In quel momento non mi venne in mente di chiedermi perché mi stesse raccontando quella storia, perché solo allora. Potrà sembrare strano, ma quel mese tutto era stato insolito, vagamente precario. Nel preciso istante in cui aveva pronunciato le parole "lo prendiamo noi" Cassie aveva dato l'avvio a un movimento tellurico inarrestabile. Cose familiari mi si aprivano e si rivoltavano sotto gli occhi, il mondo diventava bellissimo e pericoloso come una scintillante lama rotante. Quella storia, Cassie che apriva la porta di una delle sue stanze segrete, sembrava una parte naturale e inevitabile di quel cambiamento epocale. E, in un certo senso, immagino che lo fosse. Solo molto tempo dopo mi sarei reso conto che aveva cercato di dirmi una cosa ben specifica, se solo avessi prestato più attenzione.

«Mio Dio» commentai dopo un po'. «Solo perché gli avevi ammaccato l'ego?»

«Non solo» rispose Cassie. Indossava una morbida maglia color ciliegia. Notai che si alzava e si abbassava velocemente sopra i seni. Anche il mio cuore batteva forte. «Perché era annoiato.
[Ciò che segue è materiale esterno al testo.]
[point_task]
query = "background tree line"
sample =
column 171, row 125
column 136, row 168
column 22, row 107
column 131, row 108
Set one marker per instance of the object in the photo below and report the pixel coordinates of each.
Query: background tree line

Perché, respingendolo, avevo espresso chiaramente che quello era il massimo divertimento che avrebbe ottenuto da me, così come era anche il massimo uso che avrei potuto fare di lui. Perché, se ci pensiamo, era solo divertimento.»

«Lo dicesti a Sarah-Jane quello che era successo?»

«Oh, certo» rispose Cassie con tono neutro. «Lo dissi a tutti quelli che non avevano smesso di parlarmi. Nessuno mi credette. Credettero a lui… i nostri colleghi, le conoscenze che avevamo in comune, in pratica tutti. Gente che in teoria sarebbe dovuta essere mia amica.»

«Oh, Cassie» dissi. Mi stavo trattenendo dall'andare da lei, abbracciarla, tenerla stretta fino a quando quella terribile rigidità non si fosse sciolta, fosse uscita dal suo corpo e lei fosse tornata dal luogo remoto dov'era finita. Ma quell'immobilità, quelle spalle incurvate come per proteggersi… non capivo se le avrebbe fatto piacere o se sarebbe stata la cosa peggiore che potessi fare. Date la colpa al collegio o, se preferite, a un difetto ben radicato del mio carattere. Il fatto è che non sapevo come comportarmi. Col senno di poi, dubito che avrebbe fatto differenza, ma mi fa desiderare ancora di più che avessi saputo cosa fare.

«Tenni duro per un altro paio di settimane» riprese Cassie. Si accese un'altra sigaretta con il mozzicone di quella precedente, cosa che non le avevo mai visto fare. «Era sempre circondato da persone che lo trattavano in maniera protettiva e mi guardavano male. Venivano da me e mi dicevano che era per colpa di donne come me se i veri stupratori la facevano franca. Una ragazza arrivò a dirmi che meritavo di essere stuprata, così avrei capito che cosa orribile avevo fatto.»